All told, from Frisbee throw to getting Icarus under control, maybe three minutes passed.
Then Icarus broke his silence and transformed from predator into whiny pup with a torrent of sobs as the deer vanished. He still fought to break free, but there was no chance of victory. I reattached his leash, hoisted him up, and headed for home. Also, at that moment I realized that my entire body was trembling and I couldn’t catch my breath.
Once inside I collapsed onto the ground and discovered the deer fur plastered to my coat. Icarus paced around crying. Nicole walked in and asked about the horrible goat sounds that she’d heard moments before.
Then we noticed that Icarus had torn off part of a paw pad, was bleeding a bit from each leg, and had a cut along his chin. It was all shallow damage. I suspect, though, that most of the blood spotted in the course of the battle belonged to him.
He remembered himself after a few minutes and promptly passed out in a chair. Betel and Lulu, our two visiting Pomeranian-like dog cousins, were oblivious to everything.
It took the rest of the morning before I caught my breath.
Aside from the lessons on not being a reckless fool (this could have been genuinely tragic), the real takeaway here is that Icarus unleashed the beast. He brought down and tried to kill an animal twice his size. He actually tried to crush its skull in his mouth. Madness. Icarus! Extraordinary that he has that in him. I know him better now, though, having confronted that demon.

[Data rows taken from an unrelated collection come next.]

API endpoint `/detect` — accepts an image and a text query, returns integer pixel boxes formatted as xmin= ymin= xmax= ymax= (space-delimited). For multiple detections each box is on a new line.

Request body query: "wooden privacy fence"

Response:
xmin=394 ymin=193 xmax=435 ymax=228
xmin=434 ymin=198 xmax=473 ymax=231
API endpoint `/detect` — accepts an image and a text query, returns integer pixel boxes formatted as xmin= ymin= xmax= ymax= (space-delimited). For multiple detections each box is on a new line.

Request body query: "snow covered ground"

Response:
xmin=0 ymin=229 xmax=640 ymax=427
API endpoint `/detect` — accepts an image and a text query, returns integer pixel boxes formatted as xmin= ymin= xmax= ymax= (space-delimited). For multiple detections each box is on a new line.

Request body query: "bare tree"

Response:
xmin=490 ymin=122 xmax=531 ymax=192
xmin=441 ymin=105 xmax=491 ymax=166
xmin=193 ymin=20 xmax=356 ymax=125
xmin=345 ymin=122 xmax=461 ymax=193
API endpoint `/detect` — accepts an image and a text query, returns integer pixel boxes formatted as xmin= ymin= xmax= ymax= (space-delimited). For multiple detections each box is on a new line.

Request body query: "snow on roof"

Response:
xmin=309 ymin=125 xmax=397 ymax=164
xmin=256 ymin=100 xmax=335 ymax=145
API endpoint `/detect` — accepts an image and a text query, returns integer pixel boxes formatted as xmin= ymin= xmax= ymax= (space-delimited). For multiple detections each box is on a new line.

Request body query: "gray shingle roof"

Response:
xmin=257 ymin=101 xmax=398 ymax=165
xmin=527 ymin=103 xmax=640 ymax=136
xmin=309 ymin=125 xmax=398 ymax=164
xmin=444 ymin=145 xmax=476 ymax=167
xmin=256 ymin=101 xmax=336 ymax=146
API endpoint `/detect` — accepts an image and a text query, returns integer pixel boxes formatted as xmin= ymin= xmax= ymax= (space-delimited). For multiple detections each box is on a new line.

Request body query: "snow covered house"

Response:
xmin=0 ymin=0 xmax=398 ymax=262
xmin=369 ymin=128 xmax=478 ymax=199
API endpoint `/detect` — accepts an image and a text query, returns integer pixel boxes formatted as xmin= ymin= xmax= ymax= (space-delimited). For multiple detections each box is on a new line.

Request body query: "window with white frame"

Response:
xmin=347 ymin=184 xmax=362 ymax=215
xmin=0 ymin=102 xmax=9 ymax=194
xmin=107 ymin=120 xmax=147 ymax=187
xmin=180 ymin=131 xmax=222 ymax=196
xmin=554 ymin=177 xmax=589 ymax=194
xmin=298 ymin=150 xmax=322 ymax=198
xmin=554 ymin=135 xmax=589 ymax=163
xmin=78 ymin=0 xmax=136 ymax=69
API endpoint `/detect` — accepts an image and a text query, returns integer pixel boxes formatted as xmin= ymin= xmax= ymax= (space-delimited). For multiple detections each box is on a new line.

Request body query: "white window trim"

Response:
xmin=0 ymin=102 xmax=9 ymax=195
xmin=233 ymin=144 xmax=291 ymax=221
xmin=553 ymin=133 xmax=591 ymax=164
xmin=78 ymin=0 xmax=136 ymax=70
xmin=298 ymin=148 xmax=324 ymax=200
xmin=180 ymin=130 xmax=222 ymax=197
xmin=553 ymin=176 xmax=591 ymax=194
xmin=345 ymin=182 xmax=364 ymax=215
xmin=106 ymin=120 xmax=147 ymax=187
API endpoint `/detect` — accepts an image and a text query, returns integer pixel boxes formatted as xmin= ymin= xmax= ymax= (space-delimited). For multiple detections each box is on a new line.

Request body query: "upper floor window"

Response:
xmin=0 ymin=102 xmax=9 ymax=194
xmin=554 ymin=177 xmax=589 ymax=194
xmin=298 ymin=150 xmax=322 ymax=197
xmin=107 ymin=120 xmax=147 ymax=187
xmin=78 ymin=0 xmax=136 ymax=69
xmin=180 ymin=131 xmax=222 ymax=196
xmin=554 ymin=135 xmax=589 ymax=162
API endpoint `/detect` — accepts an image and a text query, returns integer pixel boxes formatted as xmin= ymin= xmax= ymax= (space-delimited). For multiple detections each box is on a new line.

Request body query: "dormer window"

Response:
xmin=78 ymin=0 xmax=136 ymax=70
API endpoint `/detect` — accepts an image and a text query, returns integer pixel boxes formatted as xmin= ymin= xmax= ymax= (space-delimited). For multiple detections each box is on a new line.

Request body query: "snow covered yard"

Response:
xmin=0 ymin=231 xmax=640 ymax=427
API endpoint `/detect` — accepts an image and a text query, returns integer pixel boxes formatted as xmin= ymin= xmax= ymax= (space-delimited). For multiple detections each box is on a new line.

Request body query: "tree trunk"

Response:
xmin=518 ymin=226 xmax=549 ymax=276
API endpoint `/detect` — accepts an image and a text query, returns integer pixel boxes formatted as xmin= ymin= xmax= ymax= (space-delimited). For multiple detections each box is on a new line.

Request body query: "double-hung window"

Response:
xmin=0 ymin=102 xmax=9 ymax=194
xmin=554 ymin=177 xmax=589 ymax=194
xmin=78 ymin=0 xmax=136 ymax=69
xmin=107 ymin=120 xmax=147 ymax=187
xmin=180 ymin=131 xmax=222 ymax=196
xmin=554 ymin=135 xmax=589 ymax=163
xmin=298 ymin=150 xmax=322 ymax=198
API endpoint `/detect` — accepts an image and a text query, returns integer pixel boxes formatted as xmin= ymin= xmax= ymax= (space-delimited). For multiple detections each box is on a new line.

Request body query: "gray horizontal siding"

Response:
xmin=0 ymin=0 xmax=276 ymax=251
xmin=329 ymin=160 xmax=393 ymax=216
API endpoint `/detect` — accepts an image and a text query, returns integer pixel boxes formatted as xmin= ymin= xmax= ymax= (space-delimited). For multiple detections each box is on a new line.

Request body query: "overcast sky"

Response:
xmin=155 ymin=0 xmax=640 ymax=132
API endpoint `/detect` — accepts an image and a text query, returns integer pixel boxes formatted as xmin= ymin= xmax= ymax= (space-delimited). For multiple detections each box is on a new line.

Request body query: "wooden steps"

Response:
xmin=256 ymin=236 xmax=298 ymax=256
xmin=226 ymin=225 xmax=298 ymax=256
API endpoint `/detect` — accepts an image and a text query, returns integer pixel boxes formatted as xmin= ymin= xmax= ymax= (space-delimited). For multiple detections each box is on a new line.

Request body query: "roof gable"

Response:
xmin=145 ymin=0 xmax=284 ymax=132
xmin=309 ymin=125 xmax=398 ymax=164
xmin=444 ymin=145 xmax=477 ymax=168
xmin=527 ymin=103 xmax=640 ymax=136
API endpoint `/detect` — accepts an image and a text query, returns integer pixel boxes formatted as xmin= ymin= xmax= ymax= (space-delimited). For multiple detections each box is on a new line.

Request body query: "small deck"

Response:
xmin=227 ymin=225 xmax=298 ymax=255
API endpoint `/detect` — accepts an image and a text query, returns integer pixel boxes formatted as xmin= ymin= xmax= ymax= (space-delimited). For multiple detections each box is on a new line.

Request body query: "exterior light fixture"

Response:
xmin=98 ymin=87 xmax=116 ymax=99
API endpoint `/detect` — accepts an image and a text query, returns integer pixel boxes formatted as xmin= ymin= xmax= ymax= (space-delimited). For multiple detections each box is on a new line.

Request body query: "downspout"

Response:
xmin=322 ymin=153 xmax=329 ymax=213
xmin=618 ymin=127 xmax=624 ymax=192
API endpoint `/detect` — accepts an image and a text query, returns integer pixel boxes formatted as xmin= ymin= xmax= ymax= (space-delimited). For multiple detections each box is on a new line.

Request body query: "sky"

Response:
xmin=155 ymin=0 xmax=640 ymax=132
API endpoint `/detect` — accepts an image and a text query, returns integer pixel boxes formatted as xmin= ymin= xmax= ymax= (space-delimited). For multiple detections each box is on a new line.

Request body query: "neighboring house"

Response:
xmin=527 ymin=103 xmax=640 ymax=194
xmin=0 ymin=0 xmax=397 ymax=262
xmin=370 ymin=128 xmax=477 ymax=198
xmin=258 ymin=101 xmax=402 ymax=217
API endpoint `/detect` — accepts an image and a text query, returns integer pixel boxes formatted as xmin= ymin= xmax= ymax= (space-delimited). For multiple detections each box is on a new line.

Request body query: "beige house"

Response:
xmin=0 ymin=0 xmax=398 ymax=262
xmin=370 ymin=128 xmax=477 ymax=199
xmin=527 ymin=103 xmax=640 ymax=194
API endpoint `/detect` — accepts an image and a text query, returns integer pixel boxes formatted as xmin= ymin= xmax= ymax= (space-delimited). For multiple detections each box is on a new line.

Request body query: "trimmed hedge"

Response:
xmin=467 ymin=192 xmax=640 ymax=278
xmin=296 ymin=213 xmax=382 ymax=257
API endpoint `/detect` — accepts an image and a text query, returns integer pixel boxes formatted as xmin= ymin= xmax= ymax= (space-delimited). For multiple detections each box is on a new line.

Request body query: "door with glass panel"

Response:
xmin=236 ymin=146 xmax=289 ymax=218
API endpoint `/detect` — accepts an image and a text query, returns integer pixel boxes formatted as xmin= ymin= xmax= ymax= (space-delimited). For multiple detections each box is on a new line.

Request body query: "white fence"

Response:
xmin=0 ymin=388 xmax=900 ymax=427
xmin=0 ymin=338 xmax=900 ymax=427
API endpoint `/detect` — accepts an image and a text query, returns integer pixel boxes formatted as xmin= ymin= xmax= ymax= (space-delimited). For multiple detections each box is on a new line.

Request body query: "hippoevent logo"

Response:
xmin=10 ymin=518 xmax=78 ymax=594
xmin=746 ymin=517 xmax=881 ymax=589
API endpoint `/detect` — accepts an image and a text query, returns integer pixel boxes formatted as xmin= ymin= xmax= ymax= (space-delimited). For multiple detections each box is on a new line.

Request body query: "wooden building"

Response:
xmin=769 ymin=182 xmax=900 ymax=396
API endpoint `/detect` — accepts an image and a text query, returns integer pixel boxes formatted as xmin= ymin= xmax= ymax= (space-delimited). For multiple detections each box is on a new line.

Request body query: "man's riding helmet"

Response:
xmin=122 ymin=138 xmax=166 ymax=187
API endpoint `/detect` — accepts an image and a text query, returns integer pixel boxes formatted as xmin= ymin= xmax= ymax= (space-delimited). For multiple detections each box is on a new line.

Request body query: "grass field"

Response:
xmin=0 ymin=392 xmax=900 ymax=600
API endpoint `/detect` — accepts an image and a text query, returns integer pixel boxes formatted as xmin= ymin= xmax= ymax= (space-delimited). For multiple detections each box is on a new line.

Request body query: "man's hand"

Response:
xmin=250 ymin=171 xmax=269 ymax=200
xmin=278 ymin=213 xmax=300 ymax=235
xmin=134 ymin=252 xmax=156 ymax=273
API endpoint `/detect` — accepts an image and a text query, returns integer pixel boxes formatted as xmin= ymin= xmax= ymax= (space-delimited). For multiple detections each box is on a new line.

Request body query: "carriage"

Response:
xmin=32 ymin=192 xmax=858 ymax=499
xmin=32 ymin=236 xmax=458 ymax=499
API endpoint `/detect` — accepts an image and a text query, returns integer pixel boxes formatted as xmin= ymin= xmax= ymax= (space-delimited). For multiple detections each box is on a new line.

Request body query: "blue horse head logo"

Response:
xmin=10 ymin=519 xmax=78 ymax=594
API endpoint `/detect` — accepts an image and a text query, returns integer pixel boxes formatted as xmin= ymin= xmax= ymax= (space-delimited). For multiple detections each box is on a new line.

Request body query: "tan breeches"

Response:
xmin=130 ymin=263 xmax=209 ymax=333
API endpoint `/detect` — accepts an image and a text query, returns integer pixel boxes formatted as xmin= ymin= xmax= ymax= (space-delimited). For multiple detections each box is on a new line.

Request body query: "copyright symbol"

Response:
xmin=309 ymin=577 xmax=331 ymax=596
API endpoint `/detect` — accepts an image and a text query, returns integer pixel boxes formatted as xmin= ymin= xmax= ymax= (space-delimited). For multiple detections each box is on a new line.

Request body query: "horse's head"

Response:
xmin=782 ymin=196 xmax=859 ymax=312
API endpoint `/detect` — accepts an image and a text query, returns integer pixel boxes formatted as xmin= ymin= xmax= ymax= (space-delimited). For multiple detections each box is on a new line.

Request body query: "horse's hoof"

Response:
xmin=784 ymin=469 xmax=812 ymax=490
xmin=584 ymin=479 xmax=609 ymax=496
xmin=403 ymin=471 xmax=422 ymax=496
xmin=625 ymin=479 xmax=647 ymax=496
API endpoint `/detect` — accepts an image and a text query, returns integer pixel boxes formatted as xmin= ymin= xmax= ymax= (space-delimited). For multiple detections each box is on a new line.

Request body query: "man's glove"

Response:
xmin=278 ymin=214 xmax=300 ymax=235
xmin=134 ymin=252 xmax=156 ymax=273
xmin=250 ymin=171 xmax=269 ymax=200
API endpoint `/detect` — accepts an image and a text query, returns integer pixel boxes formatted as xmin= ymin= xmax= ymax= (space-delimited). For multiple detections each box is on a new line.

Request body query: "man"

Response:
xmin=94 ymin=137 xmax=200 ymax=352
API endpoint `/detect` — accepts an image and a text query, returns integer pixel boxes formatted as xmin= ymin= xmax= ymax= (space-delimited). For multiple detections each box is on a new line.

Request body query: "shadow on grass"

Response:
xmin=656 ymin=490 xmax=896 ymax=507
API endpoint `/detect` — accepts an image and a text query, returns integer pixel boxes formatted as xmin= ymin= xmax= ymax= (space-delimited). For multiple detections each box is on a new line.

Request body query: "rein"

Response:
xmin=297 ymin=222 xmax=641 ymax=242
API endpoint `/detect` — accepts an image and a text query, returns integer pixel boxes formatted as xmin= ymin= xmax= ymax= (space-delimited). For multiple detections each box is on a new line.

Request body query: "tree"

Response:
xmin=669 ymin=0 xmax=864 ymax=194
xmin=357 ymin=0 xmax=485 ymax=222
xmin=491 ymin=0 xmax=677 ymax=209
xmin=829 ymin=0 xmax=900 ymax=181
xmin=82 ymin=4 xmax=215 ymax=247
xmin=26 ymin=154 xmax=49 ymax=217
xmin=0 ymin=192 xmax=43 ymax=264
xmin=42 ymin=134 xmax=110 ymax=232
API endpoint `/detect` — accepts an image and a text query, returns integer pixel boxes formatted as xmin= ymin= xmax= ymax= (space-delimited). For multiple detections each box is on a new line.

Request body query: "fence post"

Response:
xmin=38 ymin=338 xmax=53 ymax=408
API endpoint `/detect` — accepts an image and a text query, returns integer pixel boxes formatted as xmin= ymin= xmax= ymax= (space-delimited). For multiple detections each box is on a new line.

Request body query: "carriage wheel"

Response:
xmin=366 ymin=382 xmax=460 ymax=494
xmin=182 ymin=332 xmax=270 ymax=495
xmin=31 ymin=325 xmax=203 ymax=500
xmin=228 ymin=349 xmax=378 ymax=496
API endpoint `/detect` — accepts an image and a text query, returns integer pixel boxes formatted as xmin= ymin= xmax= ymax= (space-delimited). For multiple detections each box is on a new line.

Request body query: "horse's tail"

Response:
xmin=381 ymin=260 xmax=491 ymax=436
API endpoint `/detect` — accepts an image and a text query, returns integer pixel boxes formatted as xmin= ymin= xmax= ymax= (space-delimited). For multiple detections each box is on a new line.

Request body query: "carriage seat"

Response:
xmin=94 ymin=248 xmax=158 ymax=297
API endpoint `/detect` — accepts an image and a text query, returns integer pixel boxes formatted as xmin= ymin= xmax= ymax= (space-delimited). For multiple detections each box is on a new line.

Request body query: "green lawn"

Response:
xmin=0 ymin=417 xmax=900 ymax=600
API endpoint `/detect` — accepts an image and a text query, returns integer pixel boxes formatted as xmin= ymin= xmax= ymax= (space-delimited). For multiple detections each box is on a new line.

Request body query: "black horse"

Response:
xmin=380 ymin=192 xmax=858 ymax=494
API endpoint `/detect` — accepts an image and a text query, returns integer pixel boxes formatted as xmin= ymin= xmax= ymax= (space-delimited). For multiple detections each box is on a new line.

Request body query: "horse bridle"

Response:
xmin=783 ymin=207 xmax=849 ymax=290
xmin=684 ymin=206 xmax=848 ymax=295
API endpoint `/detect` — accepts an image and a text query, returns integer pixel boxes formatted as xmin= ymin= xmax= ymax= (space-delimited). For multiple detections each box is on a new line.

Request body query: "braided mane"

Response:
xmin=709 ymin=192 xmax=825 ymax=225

I’ve never been so intimately involved with that primal drama, with a deer’s eye inches from my own, my hands in the mouth of the predator, and a haze of breathless abandon hanging over the entire scene. It’s as real as it gets, ladies and gentlemen.
Last night, when Icarus spotted a few deer running off into the woods, I wondered if his experience would drive him back into madness. But he did his usual light pulling on the leash before falling back in step. It wasn’t even a big deal to him. I love that.